Note: This is a cross post from the White House blog. To see the original post, please click here.

Last June, President Obama unveiled his Climate Action Plan to combat climate change through domestic and international action. In his Georgetown speech announcing the plan, the President directed his Administration to “launch negotiations toward global free trade in environmental goods and services, including clean energy technology, to help more countries skip past the dirty phase of development and join a global low-carbon economy.” This week, the United States and like-minded trading partners took an important step in pushing forward this initiative, which will support green jobs here at home and level the playing field for our exporters abroad.

Today the United States announced plans for a new initiative with 13 other partner countries – find the list here – to eliminate tariffs on environmental goods in the World Trade Organization (WTO). The countries participating in today’s announcement account for 86 percent of global trade in environmental goods, such as such as solar water heaters, wind turbines, and catalytic converters.

Eliminating tariffs on renewable and clean energy technologies can make them cheaper and more accessible for everyone. Tariffs add unnecessary costs to the technologies needed to fight pollution and protect the environment, such as water filtration and renewable energy technologies. Total global trade in environmental goods totals nearly $955 billion annually, and some countries currently apply tariffs as high as 35 percent.
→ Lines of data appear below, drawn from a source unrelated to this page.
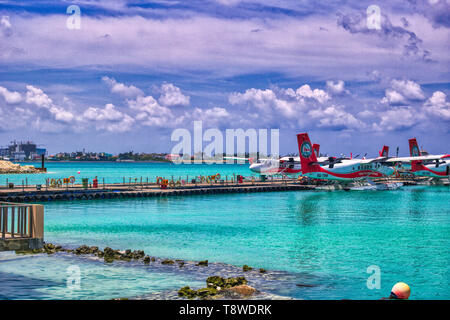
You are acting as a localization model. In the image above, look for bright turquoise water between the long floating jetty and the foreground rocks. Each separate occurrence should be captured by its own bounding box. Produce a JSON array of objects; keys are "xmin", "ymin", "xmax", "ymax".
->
[{"xmin": 0, "ymin": 172, "xmax": 450, "ymax": 299}]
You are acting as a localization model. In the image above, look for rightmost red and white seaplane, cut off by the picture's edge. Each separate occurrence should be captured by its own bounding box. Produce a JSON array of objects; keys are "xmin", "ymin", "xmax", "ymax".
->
[{"xmin": 387, "ymin": 138, "xmax": 450, "ymax": 179}]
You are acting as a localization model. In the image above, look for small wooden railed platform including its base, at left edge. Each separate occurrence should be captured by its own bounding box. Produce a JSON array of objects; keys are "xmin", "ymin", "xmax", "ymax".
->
[{"xmin": 0, "ymin": 202, "xmax": 44, "ymax": 251}]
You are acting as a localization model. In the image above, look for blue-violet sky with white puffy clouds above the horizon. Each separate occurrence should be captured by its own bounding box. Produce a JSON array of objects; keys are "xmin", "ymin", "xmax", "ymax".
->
[{"xmin": 0, "ymin": 0, "xmax": 450, "ymax": 155}]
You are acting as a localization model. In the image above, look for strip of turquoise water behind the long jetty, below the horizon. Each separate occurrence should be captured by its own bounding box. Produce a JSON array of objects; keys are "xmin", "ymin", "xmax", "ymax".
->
[{"xmin": 0, "ymin": 162, "xmax": 252, "ymax": 186}]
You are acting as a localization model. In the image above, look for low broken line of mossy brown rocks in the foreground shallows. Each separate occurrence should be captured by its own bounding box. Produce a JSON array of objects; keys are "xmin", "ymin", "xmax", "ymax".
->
[{"xmin": 16, "ymin": 243, "xmax": 290, "ymax": 300}]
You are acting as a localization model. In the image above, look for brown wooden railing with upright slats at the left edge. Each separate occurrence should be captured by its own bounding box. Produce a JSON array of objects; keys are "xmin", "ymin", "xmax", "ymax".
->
[{"xmin": 0, "ymin": 202, "xmax": 44, "ymax": 240}]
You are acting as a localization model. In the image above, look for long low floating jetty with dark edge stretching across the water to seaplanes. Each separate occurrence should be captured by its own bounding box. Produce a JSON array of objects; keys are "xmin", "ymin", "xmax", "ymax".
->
[{"xmin": 0, "ymin": 177, "xmax": 438, "ymax": 203}]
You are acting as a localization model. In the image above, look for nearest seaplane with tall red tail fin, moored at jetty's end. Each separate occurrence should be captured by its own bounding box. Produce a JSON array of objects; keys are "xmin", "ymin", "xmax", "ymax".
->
[{"xmin": 297, "ymin": 133, "xmax": 401, "ymax": 190}]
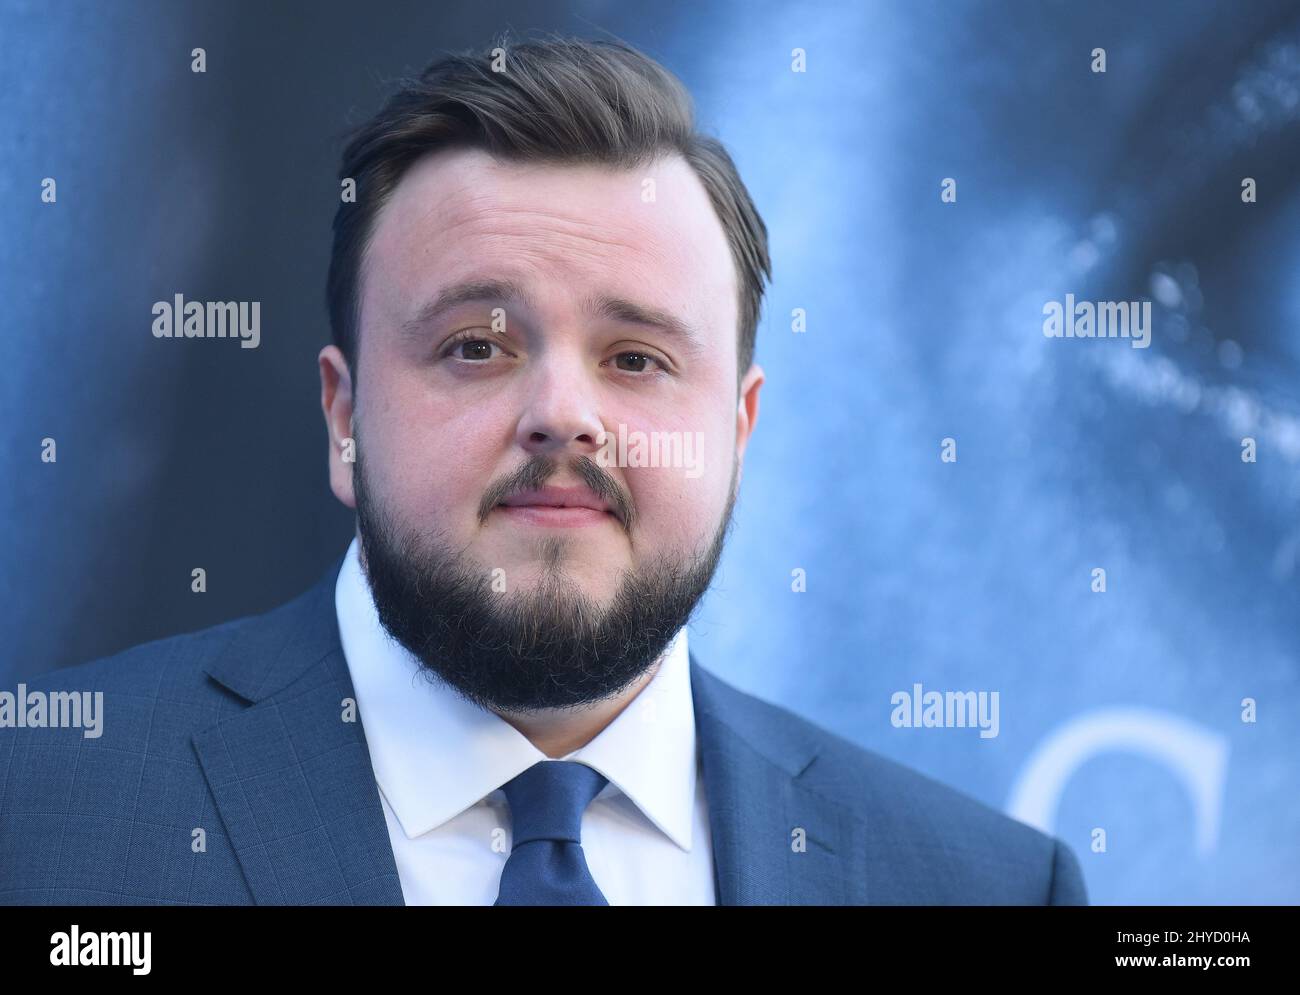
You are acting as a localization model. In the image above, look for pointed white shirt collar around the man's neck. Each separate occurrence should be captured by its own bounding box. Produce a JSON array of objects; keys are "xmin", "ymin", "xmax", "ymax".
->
[{"xmin": 334, "ymin": 537, "xmax": 697, "ymax": 851}]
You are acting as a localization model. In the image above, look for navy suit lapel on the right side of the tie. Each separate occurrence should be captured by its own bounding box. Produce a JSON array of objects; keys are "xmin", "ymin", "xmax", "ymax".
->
[{"xmin": 690, "ymin": 654, "xmax": 867, "ymax": 905}]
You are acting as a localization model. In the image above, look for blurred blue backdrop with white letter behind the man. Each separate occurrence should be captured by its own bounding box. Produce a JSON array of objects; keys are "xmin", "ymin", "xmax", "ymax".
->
[{"xmin": 0, "ymin": 0, "xmax": 1300, "ymax": 903}]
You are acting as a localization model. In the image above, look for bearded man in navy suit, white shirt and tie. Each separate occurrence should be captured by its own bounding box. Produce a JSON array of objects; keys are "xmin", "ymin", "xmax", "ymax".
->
[{"xmin": 0, "ymin": 34, "xmax": 1086, "ymax": 905}]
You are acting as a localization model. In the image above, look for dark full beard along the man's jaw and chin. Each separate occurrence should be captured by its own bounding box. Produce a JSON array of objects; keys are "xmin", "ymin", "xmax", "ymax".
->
[{"xmin": 352, "ymin": 427, "xmax": 737, "ymax": 714}]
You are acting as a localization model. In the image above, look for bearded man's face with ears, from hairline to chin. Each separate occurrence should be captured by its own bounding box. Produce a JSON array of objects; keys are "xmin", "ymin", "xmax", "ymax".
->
[{"xmin": 321, "ymin": 143, "xmax": 762, "ymax": 708}]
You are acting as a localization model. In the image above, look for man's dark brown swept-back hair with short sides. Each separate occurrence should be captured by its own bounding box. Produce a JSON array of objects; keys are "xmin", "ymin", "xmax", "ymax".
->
[{"xmin": 326, "ymin": 36, "xmax": 772, "ymax": 384}]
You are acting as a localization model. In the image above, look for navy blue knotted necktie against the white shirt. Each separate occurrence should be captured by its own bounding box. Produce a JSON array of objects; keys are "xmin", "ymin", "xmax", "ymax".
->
[{"xmin": 495, "ymin": 760, "xmax": 610, "ymax": 905}]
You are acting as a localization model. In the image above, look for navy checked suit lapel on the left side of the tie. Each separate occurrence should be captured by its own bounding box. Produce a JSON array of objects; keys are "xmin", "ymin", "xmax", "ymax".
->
[{"xmin": 194, "ymin": 559, "xmax": 403, "ymax": 905}]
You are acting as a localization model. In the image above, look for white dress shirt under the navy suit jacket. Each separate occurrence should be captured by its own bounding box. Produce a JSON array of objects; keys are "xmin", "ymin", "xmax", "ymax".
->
[{"xmin": 334, "ymin": 537, "xmax": 715, "ymax": 905}]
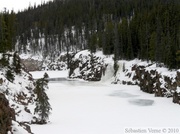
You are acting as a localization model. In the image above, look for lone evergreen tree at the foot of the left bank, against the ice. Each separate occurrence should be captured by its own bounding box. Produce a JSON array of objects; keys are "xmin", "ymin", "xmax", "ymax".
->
[{"xmin": 34, "ymin": 73, "xmax": 52, "ymax": 124}]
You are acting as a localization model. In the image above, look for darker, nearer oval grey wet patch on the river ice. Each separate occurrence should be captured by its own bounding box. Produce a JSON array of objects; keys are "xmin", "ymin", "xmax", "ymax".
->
[{"xmin": 128, "ymin": 99, "xmax": 154, "ymax": 106}]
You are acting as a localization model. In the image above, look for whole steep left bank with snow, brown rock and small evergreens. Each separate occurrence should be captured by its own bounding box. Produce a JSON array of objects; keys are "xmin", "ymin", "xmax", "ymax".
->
[{"xmin": 0, "ymin": 53, "xmax": 35, "ymax": 134}]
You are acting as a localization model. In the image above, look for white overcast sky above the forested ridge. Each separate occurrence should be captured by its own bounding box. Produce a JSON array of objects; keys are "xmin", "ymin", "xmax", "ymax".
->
[{"xmin": 0, "ymin": 0, "xmax": 52, "ymax": 12}]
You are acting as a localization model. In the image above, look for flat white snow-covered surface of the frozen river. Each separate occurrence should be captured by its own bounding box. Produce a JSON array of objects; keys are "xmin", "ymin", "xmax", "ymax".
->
[{"xmin": 31, "ymin": 71, "xmax": 180, "ymax": 134}]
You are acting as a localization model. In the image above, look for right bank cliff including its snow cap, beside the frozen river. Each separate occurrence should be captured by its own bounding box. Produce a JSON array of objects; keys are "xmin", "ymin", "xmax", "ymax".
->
[{"xmin": 116, "ymin": 64, "xmax": 180, "ymax": 104}]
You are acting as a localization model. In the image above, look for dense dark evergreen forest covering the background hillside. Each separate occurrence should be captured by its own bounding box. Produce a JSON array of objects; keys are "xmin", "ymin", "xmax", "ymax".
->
[{"xmin": 0, "ymin": 0, "xmax": 180, "ymax": 68}]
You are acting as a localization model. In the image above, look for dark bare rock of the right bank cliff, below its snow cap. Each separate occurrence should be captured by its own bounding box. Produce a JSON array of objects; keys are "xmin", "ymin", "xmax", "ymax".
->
[{"xmin": 124, "ymin": 65, "xmax": 180, "ymax": 104}]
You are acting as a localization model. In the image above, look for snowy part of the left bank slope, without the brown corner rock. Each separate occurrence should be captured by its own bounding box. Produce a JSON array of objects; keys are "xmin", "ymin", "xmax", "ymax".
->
[{"xmin": 0, "ymin": 54, "xmax": 35, "ymax": 134}]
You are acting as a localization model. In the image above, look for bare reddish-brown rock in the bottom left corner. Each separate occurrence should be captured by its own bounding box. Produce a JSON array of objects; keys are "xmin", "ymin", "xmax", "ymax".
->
[{"xmin": 0, "ymin": 93, "xmax": 15, "ymax": 134}]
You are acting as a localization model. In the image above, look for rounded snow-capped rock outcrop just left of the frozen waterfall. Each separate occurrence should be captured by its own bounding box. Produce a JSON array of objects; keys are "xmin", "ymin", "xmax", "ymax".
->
[{"xmin": 69, "ymin": 50, "xmax": 105, "ymax": 81}]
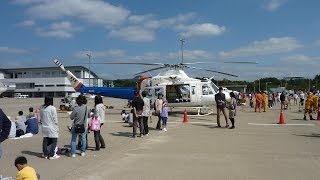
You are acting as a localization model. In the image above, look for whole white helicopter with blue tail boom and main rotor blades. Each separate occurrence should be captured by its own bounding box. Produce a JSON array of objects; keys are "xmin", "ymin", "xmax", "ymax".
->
[{"xmin": 54, "ymin": 60, "xmax": 255, "ymax": 114}]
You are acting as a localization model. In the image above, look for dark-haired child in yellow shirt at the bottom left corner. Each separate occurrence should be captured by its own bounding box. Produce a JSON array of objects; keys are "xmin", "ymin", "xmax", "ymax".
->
[{"xmin": 14, "ymin": 156, "xmax": 38, "ymax": 180}]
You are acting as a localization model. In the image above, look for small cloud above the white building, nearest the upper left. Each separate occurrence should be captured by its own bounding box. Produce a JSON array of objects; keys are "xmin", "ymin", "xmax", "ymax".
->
[{"xmin": 36, "ymin": 21, "xmax": 81, "ymax": 39}]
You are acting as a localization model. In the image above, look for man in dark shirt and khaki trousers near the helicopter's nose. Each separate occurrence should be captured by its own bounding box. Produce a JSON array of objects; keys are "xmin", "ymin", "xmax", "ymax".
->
[{"xmin": 215, "ymin": 87, "xmax": 229, "ymax": 127}]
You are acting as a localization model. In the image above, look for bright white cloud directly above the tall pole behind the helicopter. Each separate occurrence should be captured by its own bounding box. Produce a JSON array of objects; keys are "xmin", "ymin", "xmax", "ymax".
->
[{"xmin": 176, "ymin": 23, "xmax": 226, "ymax": 37}]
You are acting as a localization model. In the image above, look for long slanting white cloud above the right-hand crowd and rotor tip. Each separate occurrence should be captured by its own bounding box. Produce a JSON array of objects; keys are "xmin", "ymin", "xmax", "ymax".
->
[{"xmin": 219, "ymin": 37, "xmax": 303, "ymax": 58}]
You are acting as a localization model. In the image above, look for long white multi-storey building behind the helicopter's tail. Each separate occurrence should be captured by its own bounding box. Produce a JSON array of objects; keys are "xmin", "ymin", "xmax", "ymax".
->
[{"xmin": 0, "ymin": 66, "xmax": 103, "ymax": 97}]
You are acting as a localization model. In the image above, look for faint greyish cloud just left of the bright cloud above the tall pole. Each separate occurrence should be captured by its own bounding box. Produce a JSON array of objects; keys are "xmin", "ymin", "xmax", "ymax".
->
[{"xmin": 109, "ymin": 26, "xmax": 155, "ymax": 42}]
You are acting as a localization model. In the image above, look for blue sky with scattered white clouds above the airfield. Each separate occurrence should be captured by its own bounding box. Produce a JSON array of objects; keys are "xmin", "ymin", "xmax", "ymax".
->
[{"xmin": 0, "ymin": 0, "xmax": 320, "ymax": 81}]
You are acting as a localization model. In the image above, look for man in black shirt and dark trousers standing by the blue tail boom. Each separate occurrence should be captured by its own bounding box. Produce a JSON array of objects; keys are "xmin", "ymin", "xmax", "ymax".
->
[{"xmin": 132, "ymin": 91, "xmax": 144, "ymax": 138}]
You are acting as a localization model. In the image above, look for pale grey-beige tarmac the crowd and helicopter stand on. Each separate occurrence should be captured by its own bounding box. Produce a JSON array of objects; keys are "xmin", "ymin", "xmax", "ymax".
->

U.S. Trade Representative Michael Froman said, “Our announcement here today is just the beginning, and in the coming weeks and we will be consulting closely with our stakeholders, including our Congress, business and environmental communities, to ensure that such an agreement advances our environmental objectives and supports economic growth, green jobs and innovation.”

This WTO initiative will build on the initiative that started with the President’s leadership at the Asia Pacific Economic Cooperation (APEC) forum in Honolulu in 2011 and continued into 2012, when APEC leaders committed to cut tariffs on a list of 54 environmental goods to five percent or less by 2015. The negotiations will be open to any WTO member that shares a similar commitment to trade liberalization and environmental protection.

With today’s announcement, the U.S. demonstrates its ongoing leadership in addressing climate change and the importance of cooperation with other major emitting countries, including China, to confront these global challenges together in a way that protects the environment and promotes economic growth.